11

I have this string in a text file (test.txt):

BLA BLA BLA
BLA BLA
Found 11 errors and 7 warnings

I perform this command:

findstr /r "[0-9]+ errors" test.txt

In order to get just 11 errors string.

Instead, the output is:

Found 11 errors and 7 warnings

Can someone assist?

ohadinho
  • 6,894
  • 16
  • 71
  • 124

3 Answers3

10

findstr always returns every full line that contains a match, it is not capable of returning sub-strings only. Hence you need to do the sub-string extraction on your own. Anyway, there are some issues in your findstr command line, which I want to point out:

The string parameter of findstr actually defines multiple search strings separated by white-spaces, so one search string is [0-9]+ and the other one is error. The line Found 11 errors and 7 warnings in your text file is returned because of the word error only, the numeric part is not part of the match, because findstr does not support the + character (one or more occurrences of previous character or class), you need to change that part of the search string to [0-9][0-9]* to achieve that. To treat the whole string as one search string, you need to provide the /C option; since this defaults to literal search mode, you additionally need to add the /R option explicitly.

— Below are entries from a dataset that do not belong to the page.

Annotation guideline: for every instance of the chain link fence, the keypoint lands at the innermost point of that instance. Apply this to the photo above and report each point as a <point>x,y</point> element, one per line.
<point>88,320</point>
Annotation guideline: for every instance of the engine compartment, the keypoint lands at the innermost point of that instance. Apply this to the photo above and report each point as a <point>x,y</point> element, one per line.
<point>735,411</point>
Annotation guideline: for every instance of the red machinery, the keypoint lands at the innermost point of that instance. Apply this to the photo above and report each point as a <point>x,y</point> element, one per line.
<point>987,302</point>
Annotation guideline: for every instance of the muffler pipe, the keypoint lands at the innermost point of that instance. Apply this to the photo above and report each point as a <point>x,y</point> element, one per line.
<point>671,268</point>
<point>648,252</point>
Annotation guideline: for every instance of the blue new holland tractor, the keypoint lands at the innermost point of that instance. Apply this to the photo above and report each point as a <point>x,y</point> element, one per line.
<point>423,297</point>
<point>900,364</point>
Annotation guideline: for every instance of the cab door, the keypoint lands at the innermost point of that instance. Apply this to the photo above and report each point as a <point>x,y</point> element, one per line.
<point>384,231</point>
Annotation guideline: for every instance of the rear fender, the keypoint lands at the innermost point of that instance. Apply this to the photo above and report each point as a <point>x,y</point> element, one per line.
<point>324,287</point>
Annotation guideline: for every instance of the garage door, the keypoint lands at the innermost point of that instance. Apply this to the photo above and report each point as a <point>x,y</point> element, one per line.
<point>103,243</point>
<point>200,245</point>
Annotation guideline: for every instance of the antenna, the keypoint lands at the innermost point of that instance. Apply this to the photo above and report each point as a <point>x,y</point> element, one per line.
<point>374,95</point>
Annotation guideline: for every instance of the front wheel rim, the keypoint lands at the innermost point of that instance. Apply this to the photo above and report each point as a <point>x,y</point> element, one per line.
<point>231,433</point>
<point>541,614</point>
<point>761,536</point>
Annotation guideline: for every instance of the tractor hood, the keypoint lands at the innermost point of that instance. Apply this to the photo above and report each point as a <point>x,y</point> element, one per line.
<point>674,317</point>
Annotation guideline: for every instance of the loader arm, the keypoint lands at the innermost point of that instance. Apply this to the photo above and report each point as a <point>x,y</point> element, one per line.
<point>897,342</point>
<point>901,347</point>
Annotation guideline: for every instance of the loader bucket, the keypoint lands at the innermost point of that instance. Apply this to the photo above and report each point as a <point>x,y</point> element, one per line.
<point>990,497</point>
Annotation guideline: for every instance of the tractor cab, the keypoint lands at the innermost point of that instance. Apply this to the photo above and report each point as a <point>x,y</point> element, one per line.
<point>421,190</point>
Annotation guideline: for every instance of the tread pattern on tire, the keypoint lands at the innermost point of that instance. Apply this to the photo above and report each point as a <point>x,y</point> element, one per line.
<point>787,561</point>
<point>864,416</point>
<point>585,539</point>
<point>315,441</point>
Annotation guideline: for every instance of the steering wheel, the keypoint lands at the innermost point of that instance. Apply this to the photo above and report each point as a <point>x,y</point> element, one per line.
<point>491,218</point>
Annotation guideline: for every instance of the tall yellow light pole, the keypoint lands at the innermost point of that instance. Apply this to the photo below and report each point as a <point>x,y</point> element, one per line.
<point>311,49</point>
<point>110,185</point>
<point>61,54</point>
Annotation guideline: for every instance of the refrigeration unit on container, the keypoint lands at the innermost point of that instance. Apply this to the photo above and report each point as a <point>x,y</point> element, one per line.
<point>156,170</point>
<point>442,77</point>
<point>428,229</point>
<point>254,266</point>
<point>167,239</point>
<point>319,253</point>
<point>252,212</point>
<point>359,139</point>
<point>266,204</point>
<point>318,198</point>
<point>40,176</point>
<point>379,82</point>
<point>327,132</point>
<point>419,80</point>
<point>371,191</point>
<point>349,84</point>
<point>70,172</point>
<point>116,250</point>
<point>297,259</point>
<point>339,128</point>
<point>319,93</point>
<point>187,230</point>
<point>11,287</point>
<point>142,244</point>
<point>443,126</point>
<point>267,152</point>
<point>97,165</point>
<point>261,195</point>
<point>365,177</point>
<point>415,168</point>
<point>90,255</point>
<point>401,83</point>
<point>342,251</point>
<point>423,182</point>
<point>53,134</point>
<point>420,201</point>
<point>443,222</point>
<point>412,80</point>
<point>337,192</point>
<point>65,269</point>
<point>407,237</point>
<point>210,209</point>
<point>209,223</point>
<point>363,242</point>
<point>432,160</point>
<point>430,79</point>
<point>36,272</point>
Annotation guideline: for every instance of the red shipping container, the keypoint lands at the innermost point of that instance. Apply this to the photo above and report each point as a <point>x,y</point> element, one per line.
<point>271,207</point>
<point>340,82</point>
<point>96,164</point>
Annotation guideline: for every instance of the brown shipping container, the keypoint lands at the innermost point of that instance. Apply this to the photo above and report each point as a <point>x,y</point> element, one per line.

findstr /R /C:"[0-9][0-9]* errors" "test.txt"

Changing all this would however also match strings like x5 errorse; to avoid that you could use word boundaries like \< (beginning of word) and \> (end of word). (Alternatively you could also include a space on either side of the search string, so /C:" [0-9][0-9]* errors ", but this might cause trouble if the search string appears at the very beginning or end of the applicable line.)

So regarding all of the above, the corrected and improved command line looks like this:

findstr /R /C:"\<[0-9][0-9]* errors\>" "test.txt"

This will return the entire line containing a match:

Found 11 errors and 7 warnings

If you want to return such lines only and exclude lines like 2 errors are enough or 35 warnings but less than 3 errors, you could of course extend the search string accordingly:

findstr /R /C:"^Found [0-9][0-9]* errors and [0-9][0-9]* warnings$" "test.txt"

Anyway, to extract the portion 11 errors there are several options:

  1. a for /F loop could parse the output of findstr and extract certain tokens:

    for /F "tokens=2-3 delims= " %%E in ('
        findstr/R /C:"\<[0-9][0-9]* errors\>" "test.txt"
    ') do echo(%%E %%F
    
  2. the sub-string replacement syntax could also be used:

    for /F "delims=" %%L in ('
        findstr /R /C:"\<[0-9][0-9]* errors\>" "test.txt"
    ') do set "LINE=%%L"
    set "LINE=%LINE:* =%"
    set "LINE=%LINE: and =" & rem "%"
    echo(%LINE%
    
aschipfl
  • 33,626
  • 12
  • 54
  • 99
7

The findstr tool cannot be used to extract matches only. It is much easier to use Powershell for this.

Here is an example:

$input_path = 'c:\ps\in.txt'
$output_file = 'c:\ps\out.txt'
$regex = '[0-9]+ errors'
select-string -Path $input_path -Pattern $regex -AllMatches | % { $_.Matches } | % { $_.Value } > $output_file

See the Windows PowerShell: Extracting Strings Using Regular Expressions article on how to use the script above.

Wiktor Stribiżew
  • 607,720
  • 39
  • 448
  • 563
  • is there any other cmd tool which this can be done ? I do not want to use powershell for this task – ohadinho Nov 24 '16 at 08:27
  • 1
    On Windows? Well, there are not so many options that support real regex. Powershell is a built-in software, why not use it? If you insist, what about a VBScript solution? – Wiktor Stribiżew Nov 24 '16 at 08:30
  • It might be much easier in PS, but what's the way to do this in "not powershell"? If `findstr` can't do this on its own, which command _can_ be used? – Mike 'Pomax' Kamermans Mar 04 '20 at 22:55
  • @Mike'Pomax'Kamermans Any tool that can extract regex matches. PS is not the only option, but it seems the handiest since it is shipped with Windows. – Wiktor Stribiżew Mar 04 '20 at 22:58
  • Except parts can be added, whereas it sounds like there nothing that can be added to `findstr` to make it work, period. In which case it's not so much "much easier to use Powershell" but "you'll have to use powershell, or some other tool with real regexp capabilities"? – Mike 'Pomax' Kamermans May 28 '20 at 15:31
1

Using Type (or Cat) and Grep can do this.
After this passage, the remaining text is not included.